Training Machine Learning Models at the Edge: A Comprehensive Survey

Swarm and Gossip Learning are relatively less explored techniques compared to Federated Learning in optimizing ML training at the edge. To further explore these methods for optimization, researchers can focus on: Enhancing Communication Efficiency: Develop algorithms that improve communication efficiency between edge devices in Swarm and Gossip Learning setups. This could involve reducing message passing overhead or optimizing network bandwidth usage. Scalability: Investigate ways to scale up Swarm and Gossip Learning approaches for larger networks of edge devices while maintaining performance and efficiency. Privacy Preservation: Explore mechanisms to enhance privacy preservation in Swarm and Gossip Learning by minimizing data exposure during collaborative learning processes. Robustness: Address challenges related to robustness such as handling node failures, ensuring convergence under varying network conditions, and dealing with adversarial attacks.

While Federated Learning (FL) offers significant advantages for edge optimization, there are several drawbacks associated with heavy reliance on this technique: Non-IID Data Challenges: FL may face performance issues when dealing with non-independent and identically distributed (non-IID) data across edge devices, leading to suboptimal model accuracy. Model Heterogeneity: Variations in device capabilities, network conditions, or data distributions among participating devices can hinder FL's effectiveness due to model heterogeneity. Communication Overhead: The frequent exchange of model updates between devices in FL can result in high communication overheads, impacting latency and bandwidth consumption. Security Concerns: FL raises security risks related to sharing sensitive information during model aggregation phases if not properly secured against malicious attacks or data breaches.

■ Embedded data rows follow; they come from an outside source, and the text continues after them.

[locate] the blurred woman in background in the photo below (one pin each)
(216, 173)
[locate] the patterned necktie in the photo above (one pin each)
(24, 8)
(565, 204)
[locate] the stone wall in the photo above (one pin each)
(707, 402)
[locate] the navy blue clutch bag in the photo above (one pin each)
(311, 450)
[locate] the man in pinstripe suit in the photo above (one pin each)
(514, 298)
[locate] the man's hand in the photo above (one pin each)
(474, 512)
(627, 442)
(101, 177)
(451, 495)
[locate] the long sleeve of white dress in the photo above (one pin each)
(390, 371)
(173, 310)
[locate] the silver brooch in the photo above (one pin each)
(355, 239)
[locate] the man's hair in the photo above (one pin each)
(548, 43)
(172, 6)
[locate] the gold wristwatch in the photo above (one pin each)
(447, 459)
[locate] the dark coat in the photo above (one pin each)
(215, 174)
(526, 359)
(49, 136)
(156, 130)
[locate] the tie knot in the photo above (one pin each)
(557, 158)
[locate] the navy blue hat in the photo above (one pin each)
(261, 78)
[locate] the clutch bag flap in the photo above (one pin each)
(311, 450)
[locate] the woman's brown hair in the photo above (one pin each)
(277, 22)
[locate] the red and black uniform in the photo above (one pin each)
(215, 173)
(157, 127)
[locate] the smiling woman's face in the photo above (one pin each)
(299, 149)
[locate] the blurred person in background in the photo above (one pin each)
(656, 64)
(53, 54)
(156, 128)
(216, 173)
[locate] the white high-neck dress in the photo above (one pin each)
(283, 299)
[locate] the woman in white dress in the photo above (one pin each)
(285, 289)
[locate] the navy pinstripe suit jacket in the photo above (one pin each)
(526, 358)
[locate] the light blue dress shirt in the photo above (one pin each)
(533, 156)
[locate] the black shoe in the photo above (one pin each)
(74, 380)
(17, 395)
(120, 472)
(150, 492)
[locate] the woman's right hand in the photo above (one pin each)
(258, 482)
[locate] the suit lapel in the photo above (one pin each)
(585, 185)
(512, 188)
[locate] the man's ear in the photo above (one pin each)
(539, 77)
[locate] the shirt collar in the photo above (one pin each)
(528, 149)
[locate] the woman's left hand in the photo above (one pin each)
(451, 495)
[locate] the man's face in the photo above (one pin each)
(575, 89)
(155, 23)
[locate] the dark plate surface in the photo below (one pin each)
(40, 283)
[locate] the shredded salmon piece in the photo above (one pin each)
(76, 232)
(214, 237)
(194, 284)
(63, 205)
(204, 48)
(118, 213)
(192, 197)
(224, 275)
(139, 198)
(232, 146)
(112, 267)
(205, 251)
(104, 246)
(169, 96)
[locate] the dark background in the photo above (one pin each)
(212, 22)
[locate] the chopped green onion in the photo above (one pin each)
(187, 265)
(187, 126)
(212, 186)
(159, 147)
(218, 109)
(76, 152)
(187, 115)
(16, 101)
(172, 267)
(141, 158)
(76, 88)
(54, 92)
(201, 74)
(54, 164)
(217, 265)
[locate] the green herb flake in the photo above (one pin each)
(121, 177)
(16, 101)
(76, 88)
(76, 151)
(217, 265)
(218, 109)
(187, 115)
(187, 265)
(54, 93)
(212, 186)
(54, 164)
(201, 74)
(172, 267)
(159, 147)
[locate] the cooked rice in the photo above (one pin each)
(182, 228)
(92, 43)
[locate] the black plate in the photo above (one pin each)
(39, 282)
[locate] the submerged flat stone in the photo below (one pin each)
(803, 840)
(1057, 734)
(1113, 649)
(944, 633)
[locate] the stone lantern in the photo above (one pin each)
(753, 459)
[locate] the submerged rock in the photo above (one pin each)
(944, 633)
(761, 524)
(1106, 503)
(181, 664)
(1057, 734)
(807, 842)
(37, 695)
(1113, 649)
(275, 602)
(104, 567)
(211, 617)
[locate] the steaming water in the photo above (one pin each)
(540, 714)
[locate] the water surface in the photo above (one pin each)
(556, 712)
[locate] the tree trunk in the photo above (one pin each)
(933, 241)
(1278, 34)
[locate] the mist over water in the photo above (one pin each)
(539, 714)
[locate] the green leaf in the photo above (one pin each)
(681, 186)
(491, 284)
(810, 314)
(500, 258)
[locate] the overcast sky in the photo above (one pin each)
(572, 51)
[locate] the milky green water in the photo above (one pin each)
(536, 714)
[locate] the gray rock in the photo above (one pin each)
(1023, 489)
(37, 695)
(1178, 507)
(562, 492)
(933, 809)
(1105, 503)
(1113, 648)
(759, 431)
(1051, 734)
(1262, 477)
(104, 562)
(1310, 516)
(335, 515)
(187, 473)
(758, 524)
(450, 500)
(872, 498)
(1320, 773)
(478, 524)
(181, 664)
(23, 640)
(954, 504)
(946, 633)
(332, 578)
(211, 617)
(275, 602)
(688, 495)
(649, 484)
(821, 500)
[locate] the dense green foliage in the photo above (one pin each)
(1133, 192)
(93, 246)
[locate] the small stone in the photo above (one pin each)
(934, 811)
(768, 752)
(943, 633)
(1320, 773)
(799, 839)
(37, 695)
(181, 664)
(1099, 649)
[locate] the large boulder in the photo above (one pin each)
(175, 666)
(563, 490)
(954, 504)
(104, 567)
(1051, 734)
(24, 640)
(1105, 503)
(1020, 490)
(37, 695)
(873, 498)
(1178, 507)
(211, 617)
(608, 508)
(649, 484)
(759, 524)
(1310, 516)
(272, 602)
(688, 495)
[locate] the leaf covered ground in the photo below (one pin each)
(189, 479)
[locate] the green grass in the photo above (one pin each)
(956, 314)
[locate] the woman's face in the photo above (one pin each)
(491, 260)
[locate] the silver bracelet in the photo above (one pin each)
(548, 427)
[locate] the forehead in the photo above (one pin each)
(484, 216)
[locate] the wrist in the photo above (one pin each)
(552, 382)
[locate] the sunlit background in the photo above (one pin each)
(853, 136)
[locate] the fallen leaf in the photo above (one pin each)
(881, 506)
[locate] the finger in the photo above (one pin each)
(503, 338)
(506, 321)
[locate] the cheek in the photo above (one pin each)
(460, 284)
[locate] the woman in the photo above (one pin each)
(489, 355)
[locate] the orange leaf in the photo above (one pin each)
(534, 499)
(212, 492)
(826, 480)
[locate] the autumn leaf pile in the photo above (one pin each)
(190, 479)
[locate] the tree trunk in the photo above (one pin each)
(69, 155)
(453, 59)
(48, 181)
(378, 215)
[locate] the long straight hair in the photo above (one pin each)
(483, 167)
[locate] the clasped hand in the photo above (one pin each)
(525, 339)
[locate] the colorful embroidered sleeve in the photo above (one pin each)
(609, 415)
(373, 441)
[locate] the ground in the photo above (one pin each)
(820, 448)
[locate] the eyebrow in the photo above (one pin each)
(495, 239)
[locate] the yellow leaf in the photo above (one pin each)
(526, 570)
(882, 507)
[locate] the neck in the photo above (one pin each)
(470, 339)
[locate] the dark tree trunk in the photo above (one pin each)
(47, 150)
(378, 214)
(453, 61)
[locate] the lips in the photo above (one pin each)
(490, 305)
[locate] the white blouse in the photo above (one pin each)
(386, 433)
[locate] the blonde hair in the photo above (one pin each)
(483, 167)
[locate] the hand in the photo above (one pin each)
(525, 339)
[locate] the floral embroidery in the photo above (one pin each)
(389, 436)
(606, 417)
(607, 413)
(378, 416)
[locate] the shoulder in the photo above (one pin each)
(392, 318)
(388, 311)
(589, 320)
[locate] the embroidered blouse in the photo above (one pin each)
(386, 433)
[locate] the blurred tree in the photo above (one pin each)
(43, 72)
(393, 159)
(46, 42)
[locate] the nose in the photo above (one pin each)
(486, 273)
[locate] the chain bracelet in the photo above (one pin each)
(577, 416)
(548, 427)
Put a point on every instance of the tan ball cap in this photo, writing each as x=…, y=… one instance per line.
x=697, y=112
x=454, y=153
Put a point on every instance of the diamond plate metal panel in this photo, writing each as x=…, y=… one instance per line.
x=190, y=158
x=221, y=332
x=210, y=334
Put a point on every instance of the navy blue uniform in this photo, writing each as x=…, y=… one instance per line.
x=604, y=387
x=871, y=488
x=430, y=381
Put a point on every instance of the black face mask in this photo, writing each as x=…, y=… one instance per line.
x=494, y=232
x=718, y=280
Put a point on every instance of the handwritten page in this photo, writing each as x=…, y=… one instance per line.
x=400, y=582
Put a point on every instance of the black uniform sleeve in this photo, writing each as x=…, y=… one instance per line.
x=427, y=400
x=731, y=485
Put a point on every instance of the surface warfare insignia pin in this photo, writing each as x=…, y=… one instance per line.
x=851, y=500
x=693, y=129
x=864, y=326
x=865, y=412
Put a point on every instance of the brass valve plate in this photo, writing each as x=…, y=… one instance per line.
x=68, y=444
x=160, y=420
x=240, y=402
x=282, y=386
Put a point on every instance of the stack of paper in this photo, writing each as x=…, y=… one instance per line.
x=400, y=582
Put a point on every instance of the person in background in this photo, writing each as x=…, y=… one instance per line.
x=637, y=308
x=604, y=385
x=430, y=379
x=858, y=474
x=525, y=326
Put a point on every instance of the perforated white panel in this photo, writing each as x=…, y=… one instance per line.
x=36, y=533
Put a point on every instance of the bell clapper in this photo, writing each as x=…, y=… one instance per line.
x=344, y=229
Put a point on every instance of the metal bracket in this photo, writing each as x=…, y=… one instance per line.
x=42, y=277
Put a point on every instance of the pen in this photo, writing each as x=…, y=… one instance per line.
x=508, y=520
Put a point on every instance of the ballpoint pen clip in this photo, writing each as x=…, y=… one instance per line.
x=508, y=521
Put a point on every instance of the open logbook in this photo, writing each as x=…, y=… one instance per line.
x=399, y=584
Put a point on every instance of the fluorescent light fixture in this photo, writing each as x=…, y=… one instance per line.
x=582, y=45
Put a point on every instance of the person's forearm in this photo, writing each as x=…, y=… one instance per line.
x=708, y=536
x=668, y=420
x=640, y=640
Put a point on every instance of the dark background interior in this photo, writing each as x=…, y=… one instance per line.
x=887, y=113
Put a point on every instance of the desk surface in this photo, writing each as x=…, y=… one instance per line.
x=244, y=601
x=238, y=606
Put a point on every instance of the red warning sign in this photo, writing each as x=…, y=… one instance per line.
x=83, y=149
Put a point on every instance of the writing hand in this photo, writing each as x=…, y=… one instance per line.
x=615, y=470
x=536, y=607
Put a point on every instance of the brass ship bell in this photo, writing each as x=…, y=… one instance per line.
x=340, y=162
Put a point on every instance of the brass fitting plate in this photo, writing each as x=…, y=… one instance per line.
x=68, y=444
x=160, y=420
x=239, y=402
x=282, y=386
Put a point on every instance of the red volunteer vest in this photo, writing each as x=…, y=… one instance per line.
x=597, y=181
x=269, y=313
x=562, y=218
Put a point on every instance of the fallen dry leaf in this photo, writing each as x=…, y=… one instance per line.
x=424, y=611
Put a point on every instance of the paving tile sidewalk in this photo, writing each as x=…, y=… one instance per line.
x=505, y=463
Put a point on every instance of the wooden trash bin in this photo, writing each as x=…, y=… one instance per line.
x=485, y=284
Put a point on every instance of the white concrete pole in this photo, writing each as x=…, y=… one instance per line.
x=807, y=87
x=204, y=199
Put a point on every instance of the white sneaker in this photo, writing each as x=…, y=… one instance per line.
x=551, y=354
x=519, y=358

Advancements in Spiking Neural Networks (SNNs) have the potential to significantly influence future developments in edge learning techniques: Energy Efficiency: SNNs' asynchronous computation nature makes them highly energy-efficient compared to traditional neural networks, making them ideal for resource-constrained edge devices where energy conservation is crucial. Sparse Computations: SNNs operate through sparse computations based on spikes rather than continuous values like conventional neural networks, enabling faster processing speeds while conserving memory resources at the edge. Event-Driven Processing: The event-driven processing paradigm of SNNs allows for real-time processing of sensory inputs without continuous monitoring requirements, facilitating low-latency decision-making suitable for time-sensitive applications at the edge. 4 .On-Device Adaptation: By leveraging SNN's ability for continual learning without catastrophic forgetting , it enables adaptive models that continuously learn from new data streams directly on-edge without requiring extensive retraining off-device. These advancements pave the way for more efficient and adaptive machine learning models tailored specifically for deployment at the network's periphery - enhancing real-time decision-making capabilities while conserving resources efficiently within an Edge Computing environment."